I'm seeing performance problems with retrieving multiple instances of objects that have many relationships with other objects. I'm using Spring and Hibernate's JPA implementation with MySQL. The issue is that when executing a JPA query, Hibernate does not automatically join to other tables. This results in n*r + 1 SQL queries, where n is the number of objects being retrieved and r is the number of relationships.
Example, a Person lives at an Address, has many Hobbies, and has visited many Countries:
@Entity
public class Person {
@Id public Integer personId;
public String name;
@ManyToOne public Address address;
@ManyToMany public Set<Hobby> hobbies;
@ManyToMany public Set<Country> countriesVisited;
}
When I perform a JPA query to get all Persons named Bob, and there are 100 Bobs in the database:
SELECT p FROM Person p WHERE p.name='Bob'
Hibernate translates this to 301 SQL queries:
SELECT ... FROM Person WHERE name='Bob'
SELECT ... FROM Address WHERE personId=1
SELECT ... FROM Address WHERE personId=2
...
SELECT ... FROM Hobby WHERE personId=1
SELECT ... FROM Hobby WHERE personId=2
...
SELECT ... FROM Country WHERE personId=1
SELECT ... FROM Country WHERE personId=2
...
According to the Hibernate FAQ (here and here), the solution is to specify LEFT JOIN or LEFT OUTER JOIN (for many-to-many) in the query.

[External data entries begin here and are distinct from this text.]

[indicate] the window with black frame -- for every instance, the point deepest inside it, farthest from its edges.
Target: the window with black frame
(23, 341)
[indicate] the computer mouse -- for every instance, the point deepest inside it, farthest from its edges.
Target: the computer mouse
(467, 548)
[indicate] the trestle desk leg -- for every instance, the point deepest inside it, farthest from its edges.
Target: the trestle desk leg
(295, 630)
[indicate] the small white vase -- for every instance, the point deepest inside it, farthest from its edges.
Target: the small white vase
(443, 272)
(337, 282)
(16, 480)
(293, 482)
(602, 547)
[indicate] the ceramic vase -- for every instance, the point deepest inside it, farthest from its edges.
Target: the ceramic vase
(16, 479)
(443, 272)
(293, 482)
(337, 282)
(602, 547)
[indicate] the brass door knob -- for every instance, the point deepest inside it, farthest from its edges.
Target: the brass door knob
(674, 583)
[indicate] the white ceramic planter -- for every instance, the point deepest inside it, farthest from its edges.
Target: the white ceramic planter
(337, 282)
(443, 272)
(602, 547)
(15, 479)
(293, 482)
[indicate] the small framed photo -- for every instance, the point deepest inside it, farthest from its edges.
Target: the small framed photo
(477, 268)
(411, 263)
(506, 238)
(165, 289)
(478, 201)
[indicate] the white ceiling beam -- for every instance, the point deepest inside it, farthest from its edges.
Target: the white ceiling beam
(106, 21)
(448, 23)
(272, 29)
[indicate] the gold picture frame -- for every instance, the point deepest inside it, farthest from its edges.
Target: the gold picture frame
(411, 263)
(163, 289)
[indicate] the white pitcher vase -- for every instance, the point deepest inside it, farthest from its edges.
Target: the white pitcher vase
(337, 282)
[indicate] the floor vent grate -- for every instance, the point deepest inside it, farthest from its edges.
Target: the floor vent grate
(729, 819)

So now my query looks like:
SELECT p, a, h, c FROM Person p
LEFT JOIN p.address a LEFT OUTER JOIN p.hobbies h LEFT OUTER JOIN p.countriesVisited c
WHERE p.name = 'Bob'
This works, but there appears to be a bug if there's more than one LEFT OUTER JOIN in which case Hibernate is incorrectly looking for a non-existent column:
could not read column value from result set: personId69_2_; Column 'personId69_2_' not found.
The bug behavior appears to be possibly addressed by Hibernate Core bug HHH-3636. Unfortunately the fix is not part of any released Hibernate JAR. I've ran my application against the snapshot build but the bug behavior is still present. I've also built my own Hibernate Core JAR from the latest code in the repository and the bug behavior is still present. So maybe HHH-3636 doesn't address this.

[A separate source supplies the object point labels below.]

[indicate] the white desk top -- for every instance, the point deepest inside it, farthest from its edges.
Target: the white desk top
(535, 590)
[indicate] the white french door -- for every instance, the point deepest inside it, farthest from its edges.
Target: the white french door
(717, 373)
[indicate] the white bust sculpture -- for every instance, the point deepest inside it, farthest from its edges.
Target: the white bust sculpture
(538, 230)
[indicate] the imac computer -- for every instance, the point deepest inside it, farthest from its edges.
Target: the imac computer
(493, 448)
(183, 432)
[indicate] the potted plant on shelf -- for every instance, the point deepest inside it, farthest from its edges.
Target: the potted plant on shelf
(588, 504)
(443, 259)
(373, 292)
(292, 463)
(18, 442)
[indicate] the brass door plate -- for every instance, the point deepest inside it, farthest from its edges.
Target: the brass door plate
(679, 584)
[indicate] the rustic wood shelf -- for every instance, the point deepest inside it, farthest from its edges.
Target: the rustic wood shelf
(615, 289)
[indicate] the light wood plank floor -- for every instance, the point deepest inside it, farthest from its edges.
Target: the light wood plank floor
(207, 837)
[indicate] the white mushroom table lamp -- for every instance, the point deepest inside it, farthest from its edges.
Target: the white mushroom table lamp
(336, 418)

This Hibernate performance limitation is very frustrating. If I query for 1000 objects then 1000*r + 1 SQL queries are made to the database. In my case I have 8 relationships so I get 8001 SQL queries, which results in horrible performance. The official Hibernate solution to this is to left join all relationships. But this isn't possible with more than one many-to-many relationships due to the bug behavior. So I'm stuck with left joins for many-to-one relationships and n*r+1 queries due to the many-to-many relationships. I plan to submit the LEFT OUTER JOIN problem as a Hibernate bug, but in the meantime my customer needs an app that has reasonable performance. I currently use a combination of batch fetch (BatchSize), ehcache and custom in-memory caching but the performance is still pretty poor (it improved retrieving 5000 objects from 30 to 8 seconds). The bottom line is that too many SQL queries are hitting the database.

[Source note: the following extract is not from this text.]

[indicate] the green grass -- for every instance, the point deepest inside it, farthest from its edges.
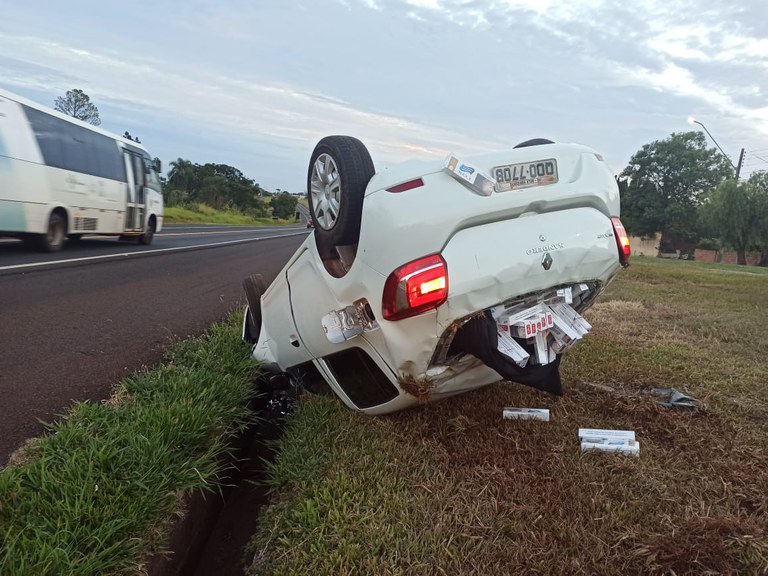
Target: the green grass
(203, 214)
(451, 488)
(95, 494)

So, my questions, is it possible to use Hibernate in performance sensitive applications where tables have multiple relationships with each other? I would love to hear how successful Hibernate uses address performance. Should I be hand writing SQL (which somewhat defeats the purpose of using Hibernate)? Should I de-normalize my database schema to reduce the number of joined tables? Should I not be using Hibernate if I need fast query performance? Is there something faster?